You can always spot a show nobody loves or has ever loved.
Extravagant failures may be full of bloated, self-important dialogue or silly, affected performances, but they can still have that spark that indicates that at some point, someone was lying in bed thinking — however misguidedly — "Heck with everybody and what everybody might say. I love this project, and I'm excited." Copycat failures — those efforts to make a show like Friends, or like Cheers, or like CSI — may utterly lack inspiration, but their imitation may in fact be a sincere form of flattery and part of a desire to truly entertain.
Labors of love — not necessarily everyone's love, but someone's love, somewhere, sometime, can be utter duds as entertainment or art or both, but even in hating them or desperately wanting them to be over or even taking offense at them, you can recognize that they are part of the larger project of creativity as well as commerce. Maybe it's 95 percent commerce and 5 percent creativity, but when someone once loved a bad show (or movie or book or luscious dessert), something in it is born breathing.
And then there's a show like the new Charlie's Angels.
There are plenty of obvious things to lament about what amounts to an utterly unnecessary knockoff of a movie franchise that was an utterly unnecessary knockoff of a rudimentary '70s action show. The truly and genuinely terrible acting, particularly from leads Rachael Taylor, Annie Ilonzeh and Minka Kelly, is hard to separate from the execrable script they've been saddled with: "The faces of the girls we left behind still haunt me," says Kelly at one point, with all the conviction of an America's Next Top Model contestant participating in one of Tyra Banks' acting exercises.
If this is meant to be fun, mischievous camp, it emphatically is not. It is shot with tepid, gloomy self-seriousness, and the three lead actresses have a labored and leaden acting style that prevents any actual wit from seeping in. The alleged zingers are largely given to Taylor, who displays such a complete lack of comedic instincts that even those lines that might be subject to elevation by a better performance deflate upon being uttered.
It's essential not to confuse a dead show — a show nobody loves — with a silly show. No one is suggesting Charlie's Angels needs to be, or was ever going to be, brilliantly acted and written in the same way as Mad Men or The Good Wife or anything else that wins awards. But if you want to know why a number of critics have a soft spot for ABC's campy new soap Revenge, it's precisely because it feels loved. It feels like someone is having a great time making that show — maybe a lot of people.
A critically important story: When a critic came right out and asked the producers of Revenge during their press tour panel whether they would consider ending an episode with star Emily VanCamp simply shaking her fist at the heavens and yelling, "REVEEEENGE!", they laughed with genuine delight and joked that from now on, every episode would end that way. VanCamp, too, gave a throaty laugh of approval. These people understand their show, and they like their show. They know what they're doing, they know it's lowbrow, and my guess is that they legitimately love that project a little. Yes, it's a job, and yes, maybe they aspire to other things someday, but they love it a little, and you can tell.

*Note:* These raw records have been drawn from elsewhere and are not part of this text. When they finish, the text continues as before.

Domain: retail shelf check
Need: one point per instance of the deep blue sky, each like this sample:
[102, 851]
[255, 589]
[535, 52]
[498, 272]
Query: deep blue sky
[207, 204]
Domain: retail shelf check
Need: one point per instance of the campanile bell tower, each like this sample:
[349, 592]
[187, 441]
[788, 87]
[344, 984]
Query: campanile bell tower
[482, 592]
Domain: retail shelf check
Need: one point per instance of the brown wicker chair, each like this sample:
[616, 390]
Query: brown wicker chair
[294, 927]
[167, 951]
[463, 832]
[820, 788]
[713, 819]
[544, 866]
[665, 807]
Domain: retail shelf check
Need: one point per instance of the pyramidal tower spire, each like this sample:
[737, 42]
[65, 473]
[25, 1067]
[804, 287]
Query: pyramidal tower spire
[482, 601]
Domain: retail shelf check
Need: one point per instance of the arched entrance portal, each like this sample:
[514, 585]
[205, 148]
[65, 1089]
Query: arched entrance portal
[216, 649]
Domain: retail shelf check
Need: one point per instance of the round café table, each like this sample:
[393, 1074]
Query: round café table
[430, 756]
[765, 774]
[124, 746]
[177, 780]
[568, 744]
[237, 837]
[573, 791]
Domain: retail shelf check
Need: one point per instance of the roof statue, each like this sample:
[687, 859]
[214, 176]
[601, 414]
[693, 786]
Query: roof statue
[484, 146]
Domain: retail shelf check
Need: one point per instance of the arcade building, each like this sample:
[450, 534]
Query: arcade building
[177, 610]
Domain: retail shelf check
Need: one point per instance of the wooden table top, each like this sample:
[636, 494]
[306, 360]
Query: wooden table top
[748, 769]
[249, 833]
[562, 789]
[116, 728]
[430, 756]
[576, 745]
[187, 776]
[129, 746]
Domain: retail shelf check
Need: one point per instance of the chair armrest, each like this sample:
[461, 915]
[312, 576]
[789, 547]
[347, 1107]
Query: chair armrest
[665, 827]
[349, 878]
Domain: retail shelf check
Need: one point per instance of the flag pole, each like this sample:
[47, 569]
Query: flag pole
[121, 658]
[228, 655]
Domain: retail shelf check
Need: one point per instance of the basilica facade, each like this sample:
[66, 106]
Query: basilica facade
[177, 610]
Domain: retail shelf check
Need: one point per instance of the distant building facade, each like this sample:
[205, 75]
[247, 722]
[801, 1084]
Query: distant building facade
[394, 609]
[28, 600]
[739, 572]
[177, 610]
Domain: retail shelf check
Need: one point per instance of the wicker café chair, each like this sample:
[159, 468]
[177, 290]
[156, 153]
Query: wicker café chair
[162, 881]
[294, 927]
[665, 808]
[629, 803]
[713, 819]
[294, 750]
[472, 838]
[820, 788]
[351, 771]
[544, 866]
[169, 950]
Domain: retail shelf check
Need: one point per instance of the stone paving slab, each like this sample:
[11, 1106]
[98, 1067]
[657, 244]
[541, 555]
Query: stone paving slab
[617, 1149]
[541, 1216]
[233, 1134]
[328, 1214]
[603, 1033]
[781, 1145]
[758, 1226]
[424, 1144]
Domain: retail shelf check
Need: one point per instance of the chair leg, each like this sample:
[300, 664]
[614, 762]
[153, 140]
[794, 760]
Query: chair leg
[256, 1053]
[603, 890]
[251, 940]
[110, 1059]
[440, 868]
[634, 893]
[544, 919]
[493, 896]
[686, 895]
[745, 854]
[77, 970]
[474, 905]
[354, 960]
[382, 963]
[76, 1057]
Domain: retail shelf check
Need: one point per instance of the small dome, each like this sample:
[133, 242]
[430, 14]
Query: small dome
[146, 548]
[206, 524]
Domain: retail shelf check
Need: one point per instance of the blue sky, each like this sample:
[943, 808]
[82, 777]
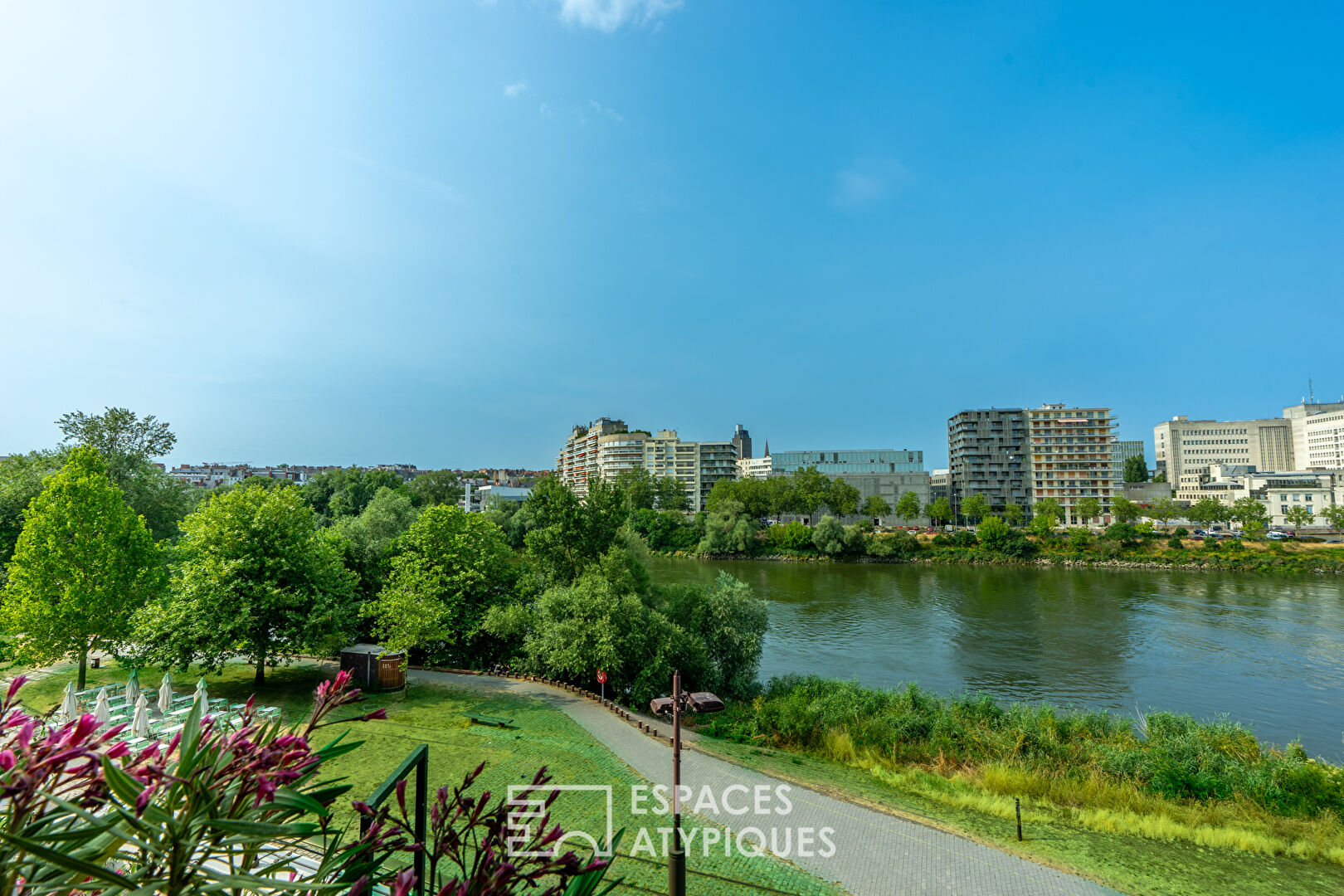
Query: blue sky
[442, 232]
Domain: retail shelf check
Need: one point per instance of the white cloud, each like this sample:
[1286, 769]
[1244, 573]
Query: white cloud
[602, 110]
[869, 182]
[611, 15]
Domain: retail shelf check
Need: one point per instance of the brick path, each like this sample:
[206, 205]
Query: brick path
[875, 853]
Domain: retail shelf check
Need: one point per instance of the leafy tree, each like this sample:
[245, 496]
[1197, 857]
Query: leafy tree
[449, 570]
[728, 529]
[567, 535]
[81, 567]
[808, 490]
[1121, 533]
[346, 492]
[371, 533]
[1205, 512]
[254, 578]
[119, 436]
[793, 536]
[1086, 509]
[1298, 516]
[877, 507]
[637, 488]
[436, 486]
[841, 497]
[995, 533]
[908, 508]
[1250, 512]
[670, 494]
[1124, 509]
[976, 507]
[940, 511]
[1163, 509]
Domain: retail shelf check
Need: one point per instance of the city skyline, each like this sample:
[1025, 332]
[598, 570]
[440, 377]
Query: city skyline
[442, 234]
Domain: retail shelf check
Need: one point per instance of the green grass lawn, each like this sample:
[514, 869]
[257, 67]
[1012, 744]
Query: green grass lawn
[1127, 863]
[539, 737]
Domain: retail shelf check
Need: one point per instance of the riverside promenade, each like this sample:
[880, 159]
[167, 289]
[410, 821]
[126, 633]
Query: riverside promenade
[875, 853]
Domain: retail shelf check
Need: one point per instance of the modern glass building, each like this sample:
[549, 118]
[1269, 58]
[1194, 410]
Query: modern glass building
[859, 461]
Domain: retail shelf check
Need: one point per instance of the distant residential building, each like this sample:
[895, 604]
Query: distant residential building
[1127, 449]
[873, 472]
[986, 455]
[743, 442]
[1071, 458]
[940, 484]
[1322, 437]
[608, 448]
[754, 468]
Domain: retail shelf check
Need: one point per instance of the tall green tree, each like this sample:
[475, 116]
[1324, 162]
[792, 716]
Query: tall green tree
[82, 566]
[1207, 511]
[256, 578]
[976, 507]
[1136, 469]
[877, 507]
[1300, 516]
[1253, 516]
[569, 535]
[449, 570]
[670, 494]
[123, 438]
[1163, 509]
[1086, 509]
[808, 490]
[940, 511]
[370, 536]
[908, 508]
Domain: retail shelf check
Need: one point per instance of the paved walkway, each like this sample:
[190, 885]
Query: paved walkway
[875, 853]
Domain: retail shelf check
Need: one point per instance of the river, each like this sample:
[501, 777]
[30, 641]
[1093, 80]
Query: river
[1268, 652]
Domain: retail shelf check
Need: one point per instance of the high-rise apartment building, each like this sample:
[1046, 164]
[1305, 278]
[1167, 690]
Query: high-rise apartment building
[608, 448]
[1073, 457]
[743, 442]
[986, 453]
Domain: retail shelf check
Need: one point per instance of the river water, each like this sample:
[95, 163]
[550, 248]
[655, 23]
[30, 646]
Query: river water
[1268, 652]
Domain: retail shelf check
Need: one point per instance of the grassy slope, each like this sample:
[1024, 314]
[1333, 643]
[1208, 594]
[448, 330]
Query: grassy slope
[1127, 863]
[541, 737]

Charlie's Angels feels utterly unloved by anyone. Not the people acting in it, not the writers, not the creators, not anyone. It feels like pre-chewed food: intended for easy digestion, it comes out (1) unappetizing, (2) textureless, and (3) devoid of character.
There are shows coming on this fall that may well fail, but that it's easy to respect, no matter what. American Horror Story, the new FX show from the creators of Glee, has a bizarre, overly ambitious, utterly insane — let's put that in caps: UTTERLY INSANE — pilot that sharply divided critics. But if even if it was made with hubris, with a total lack of restraint, and with some potentially laughably over-the-top elements, it's also made with passion. Possibly completely misguided passion, but passion nonetheless. And that's never as hard to watch as something like this.
You could argue that a failure that takes someone's love down with it is a sadder thing than a failure like Charlie's Angels, which absolutely nobody seems to be participating in — or seems to have ever participated in — for any reason other than that it is a job that may potentially result in the making of money. But when I think about what utterly depresses me about television, and what I think is really wrong with it, and what truly chaps me about the many good shows that are regularly canceled, it's not the really bad shows, or the really craven shows, or the really cheap-looking, crazy, misbegotten projects that seem to have been conceived by Martians who have never had contact with humans and therefore have no idea how they behave.
It's these dead, unloved, pre-chewed blobs that are spat out over and over again, truly serving no purpose other than filling time between commercials. Nobody thinks this show is fun, nobody thinks this show is interesting, nobody thinks this show is cool. Nobody thinks this show is anything. Nobody loves it, and you can tell.
There are good choices and bad choices made out of a desire to entertain for profit, and if what took this show down was someone's hapless but heartfelt convictions about what it should be, even as popular entertainment, that would be one thing. But this is just a serving of 43 minutes of lazy, sub-competent time-filling that somebody thinks and hopes you're going to watch because you're just that bored.